Hitting the mark

Eagle Mountain Magnet archery students on a roll

From the left, Jack Allen, Gina Mishark, Jack Looney and Ronnie Jeffery are members of the Eagle Mountain Magnet School archery team.
From the left, Jack Allen, Gina Mishark, Jack Looney and Ronnie Jeffery are members of the Eagle Mountain Magnet School archery team.

— Let it be known: The students at Eagle Mountain Magnet school in Batesville liked archery before it was cool.

In 2009, long before kids wanted to brandish bows like Katniss from The Hunger Games, Eagle Mountain added the sport to school’s physical education lineup. The kids have been going crazy for archery ever since.

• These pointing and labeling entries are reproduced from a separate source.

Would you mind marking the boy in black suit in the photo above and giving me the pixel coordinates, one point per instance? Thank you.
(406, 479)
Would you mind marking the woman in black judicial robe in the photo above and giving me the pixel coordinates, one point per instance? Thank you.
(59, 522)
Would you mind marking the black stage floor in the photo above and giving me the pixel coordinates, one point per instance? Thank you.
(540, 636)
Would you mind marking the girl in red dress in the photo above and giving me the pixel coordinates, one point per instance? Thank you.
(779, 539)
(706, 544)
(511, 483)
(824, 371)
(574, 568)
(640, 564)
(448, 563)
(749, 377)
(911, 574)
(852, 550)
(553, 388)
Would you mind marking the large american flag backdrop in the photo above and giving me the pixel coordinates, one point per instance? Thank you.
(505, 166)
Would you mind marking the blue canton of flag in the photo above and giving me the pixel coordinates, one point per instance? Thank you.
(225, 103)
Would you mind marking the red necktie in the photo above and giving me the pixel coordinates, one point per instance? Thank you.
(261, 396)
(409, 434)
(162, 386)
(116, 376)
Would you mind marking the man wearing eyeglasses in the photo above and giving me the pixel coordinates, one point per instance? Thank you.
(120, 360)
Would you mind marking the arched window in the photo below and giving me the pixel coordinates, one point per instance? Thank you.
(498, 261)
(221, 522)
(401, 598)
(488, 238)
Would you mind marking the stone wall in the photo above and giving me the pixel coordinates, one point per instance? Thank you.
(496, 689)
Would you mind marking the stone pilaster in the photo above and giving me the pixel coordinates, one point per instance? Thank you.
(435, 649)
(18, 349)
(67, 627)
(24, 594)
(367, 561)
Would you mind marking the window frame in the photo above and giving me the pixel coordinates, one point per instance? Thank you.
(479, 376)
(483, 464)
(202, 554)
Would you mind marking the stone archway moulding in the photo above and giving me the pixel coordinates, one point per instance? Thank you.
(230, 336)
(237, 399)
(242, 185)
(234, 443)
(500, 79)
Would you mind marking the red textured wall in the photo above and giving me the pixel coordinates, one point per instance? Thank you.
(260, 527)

In just four short seasons of competition, the school has built a reputation as being one of the strongest programs competing in the National Archery in the Schools Program. The latest season was another in a line of successes: The team took first place in the elementary division at the state competition in Hot Springs, followed by a second-place finish at the national tournament in Louisville. In early October, the team ended its 2012 season by placing third in the world competition at Disney World in Orlando.

“When we first started competing in 2009, we took first at world,” Coach Susan Parker said. “Everyone started saying, ‘Where is Batesville, Ark.?’”

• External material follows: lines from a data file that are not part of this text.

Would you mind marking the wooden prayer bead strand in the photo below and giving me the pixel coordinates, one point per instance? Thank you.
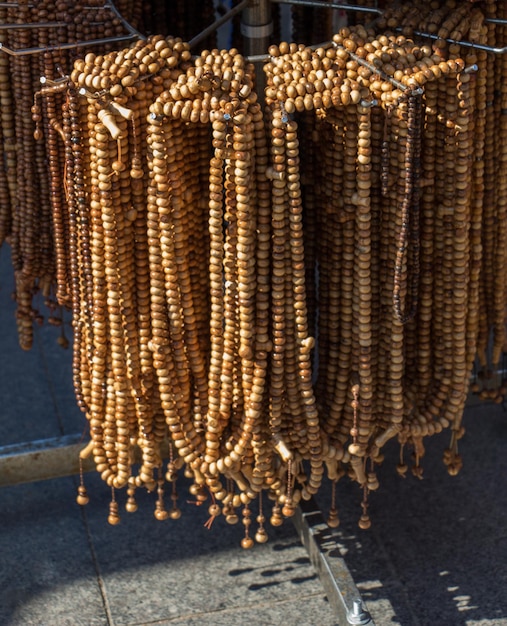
(141, 416)
(81, 377)
(7, 125)
(99, 338)
(489, 201)
(276, 390)
(82, 312)
(115, 272)
(304, 341)
(247, 287)
(197, 243)
(48, 168)
(60, 236)
(500, 300)
(147, 398)
(231, 396)
(23, 224)
(394, 403)
(329, 254)
(363, 276)
(335, 281)
(403, 313)
(174, 402)
(264, 454)
(309, 184)
(340, 406)
(477, 197)
(173, 296)
(376, 243)
(423, 366)
(463, 183)
(214, 422)
(195, 361)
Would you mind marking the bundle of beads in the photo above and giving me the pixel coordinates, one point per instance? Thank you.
(395, 339)
(261, 313)
(104, 126)
(468, 22)
(171, 344)
(31, 193)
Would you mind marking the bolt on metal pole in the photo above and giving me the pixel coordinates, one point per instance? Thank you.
(256, 29)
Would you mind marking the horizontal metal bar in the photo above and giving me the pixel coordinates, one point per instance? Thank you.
(42, 460)
(17, 25)
(330, 5)
(221, 20)
(132, 34)
(64, 46)
(466, 44)
(335, 577)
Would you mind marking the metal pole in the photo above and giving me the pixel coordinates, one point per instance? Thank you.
(340, 588)
(256, 29)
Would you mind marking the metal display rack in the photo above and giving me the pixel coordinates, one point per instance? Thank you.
(60, 456)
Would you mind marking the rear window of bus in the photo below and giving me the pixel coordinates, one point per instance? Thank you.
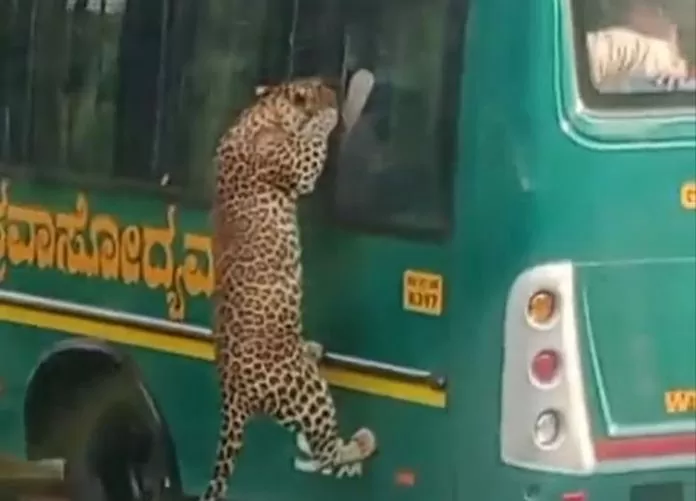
(636, 52)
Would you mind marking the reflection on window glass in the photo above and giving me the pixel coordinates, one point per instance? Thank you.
(392, 169)
(639, 46)
(125, 89)
(142, 90)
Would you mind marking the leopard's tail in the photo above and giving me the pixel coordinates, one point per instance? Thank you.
(234, 416)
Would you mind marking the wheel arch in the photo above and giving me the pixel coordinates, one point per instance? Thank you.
(63, 370)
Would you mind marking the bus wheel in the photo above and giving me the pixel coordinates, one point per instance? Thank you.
(114, 446)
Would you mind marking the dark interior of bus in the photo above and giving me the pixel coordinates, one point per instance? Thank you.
(133, 91)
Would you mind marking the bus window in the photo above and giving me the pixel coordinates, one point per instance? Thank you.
(234, 46)
(75, 103)
(634, 48)
(393, 168)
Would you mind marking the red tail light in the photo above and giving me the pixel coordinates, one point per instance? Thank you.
(546, 366)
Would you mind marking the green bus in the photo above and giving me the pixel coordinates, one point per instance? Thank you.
(500, 259)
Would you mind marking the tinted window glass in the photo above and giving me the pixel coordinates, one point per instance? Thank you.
(634, 47)
(394, 166)
(142, 89)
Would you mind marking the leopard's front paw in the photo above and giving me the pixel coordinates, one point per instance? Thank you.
(314, 350)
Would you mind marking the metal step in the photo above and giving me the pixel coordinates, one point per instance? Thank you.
(22, 480)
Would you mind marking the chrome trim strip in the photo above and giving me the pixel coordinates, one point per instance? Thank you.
(197, 331)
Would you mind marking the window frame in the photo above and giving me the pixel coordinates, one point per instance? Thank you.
(447, 133)
(592, 98)
(447, 155)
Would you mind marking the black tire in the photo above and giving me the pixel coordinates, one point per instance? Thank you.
(115, 448)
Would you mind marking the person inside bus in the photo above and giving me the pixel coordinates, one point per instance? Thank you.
(643, 47)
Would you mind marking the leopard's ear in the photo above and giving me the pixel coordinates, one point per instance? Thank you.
(261, 90)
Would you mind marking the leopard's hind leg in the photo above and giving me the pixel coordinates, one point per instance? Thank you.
(234, 415)
(305, 405)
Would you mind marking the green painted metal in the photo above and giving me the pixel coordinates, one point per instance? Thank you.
(533, 180)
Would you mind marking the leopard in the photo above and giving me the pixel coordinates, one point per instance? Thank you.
(271, 156)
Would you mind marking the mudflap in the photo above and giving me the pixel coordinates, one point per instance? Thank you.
(22, 480)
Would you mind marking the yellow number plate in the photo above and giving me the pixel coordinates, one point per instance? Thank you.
(423, 292)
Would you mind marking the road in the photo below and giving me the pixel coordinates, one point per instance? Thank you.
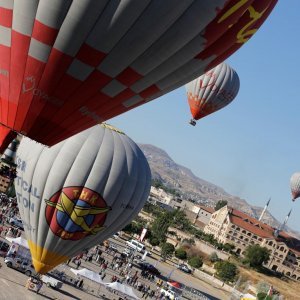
(13, 282)
(176, 275)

Now both the competitors and the hometown know who they are.

“The world competition — it’s huge,” seventh-grade archer Jack Looney said. “There are tons of people and vendors, but I just concentrate on winning.”

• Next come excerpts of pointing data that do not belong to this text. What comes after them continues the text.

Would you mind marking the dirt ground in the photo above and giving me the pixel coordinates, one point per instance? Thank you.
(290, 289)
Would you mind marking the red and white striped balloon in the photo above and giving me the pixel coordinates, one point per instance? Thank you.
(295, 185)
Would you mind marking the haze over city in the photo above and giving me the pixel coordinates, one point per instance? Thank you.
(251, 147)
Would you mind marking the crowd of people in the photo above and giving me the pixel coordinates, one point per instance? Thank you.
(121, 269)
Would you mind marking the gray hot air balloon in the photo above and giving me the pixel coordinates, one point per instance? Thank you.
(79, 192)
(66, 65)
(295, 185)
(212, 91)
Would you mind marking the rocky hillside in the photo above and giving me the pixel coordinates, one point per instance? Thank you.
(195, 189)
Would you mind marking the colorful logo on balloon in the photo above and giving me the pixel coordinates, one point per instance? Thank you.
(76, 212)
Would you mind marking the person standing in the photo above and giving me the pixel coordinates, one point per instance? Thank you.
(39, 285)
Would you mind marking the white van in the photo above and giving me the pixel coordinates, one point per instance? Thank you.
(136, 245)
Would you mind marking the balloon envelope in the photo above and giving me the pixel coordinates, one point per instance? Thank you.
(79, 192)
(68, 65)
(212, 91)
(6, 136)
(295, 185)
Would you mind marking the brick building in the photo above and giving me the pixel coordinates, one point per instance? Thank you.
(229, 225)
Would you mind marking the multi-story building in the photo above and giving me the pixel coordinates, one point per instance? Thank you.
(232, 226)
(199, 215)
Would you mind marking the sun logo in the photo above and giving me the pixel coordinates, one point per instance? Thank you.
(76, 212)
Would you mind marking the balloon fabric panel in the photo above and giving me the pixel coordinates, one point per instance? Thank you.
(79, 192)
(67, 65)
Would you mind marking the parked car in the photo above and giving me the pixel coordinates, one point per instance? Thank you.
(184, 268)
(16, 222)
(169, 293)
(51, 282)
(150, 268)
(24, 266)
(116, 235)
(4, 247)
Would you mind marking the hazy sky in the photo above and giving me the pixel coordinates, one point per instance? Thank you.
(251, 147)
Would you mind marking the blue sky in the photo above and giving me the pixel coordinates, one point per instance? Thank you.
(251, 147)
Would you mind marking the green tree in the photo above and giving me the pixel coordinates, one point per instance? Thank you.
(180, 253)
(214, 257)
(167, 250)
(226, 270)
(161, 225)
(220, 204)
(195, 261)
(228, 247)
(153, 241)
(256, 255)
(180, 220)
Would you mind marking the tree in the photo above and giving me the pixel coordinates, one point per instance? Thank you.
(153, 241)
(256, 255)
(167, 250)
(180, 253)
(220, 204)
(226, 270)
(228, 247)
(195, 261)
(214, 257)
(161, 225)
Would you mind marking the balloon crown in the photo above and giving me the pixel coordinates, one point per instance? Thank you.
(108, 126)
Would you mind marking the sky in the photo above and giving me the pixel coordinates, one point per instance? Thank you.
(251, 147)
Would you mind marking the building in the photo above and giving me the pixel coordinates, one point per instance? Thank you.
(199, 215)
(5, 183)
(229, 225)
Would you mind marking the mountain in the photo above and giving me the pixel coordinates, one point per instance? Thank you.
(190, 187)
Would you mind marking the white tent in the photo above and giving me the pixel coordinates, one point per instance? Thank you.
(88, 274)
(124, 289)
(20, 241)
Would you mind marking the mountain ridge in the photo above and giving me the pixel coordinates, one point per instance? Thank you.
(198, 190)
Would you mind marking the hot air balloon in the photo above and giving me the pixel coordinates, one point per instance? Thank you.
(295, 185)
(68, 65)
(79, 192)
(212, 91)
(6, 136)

All that concentration worked for Jack this year. He took home second at nationals and world. He didn’t even get nervous.

Seventh-grader Ronnie “RJ” Jeffery managed to keep a cool head during competition as well. He took first at the world competition and has a metallic blue bow and a new target at home to prove it. Bows of specific colors (silver for state, gold for nationals, blue at this year’s worlds) are given as prizes to those who win first place in the team or individual divisions. Some archers choose to put them away for safe keeping. The students from Eagle Mountain Magnet use theirs with pride.

Sixth-grader Gina Mishark uses her team silver bow from this year’s state competition at practice and hopes to come home with a gold bow after this season. In 2012, she took third at state and second in world.

“It took me about a year to get good,” Mishark said, coolly.

The hardest part, the kids admit, is just focusing on getting the arrow shot straight. The competitors use compound bows with no sights and no release aids. Everything is by feel. The most important step?

“You just look down the arrow,” said Jack Allen, who competed as a fourth-grader last season, “and don’t think about it too much.”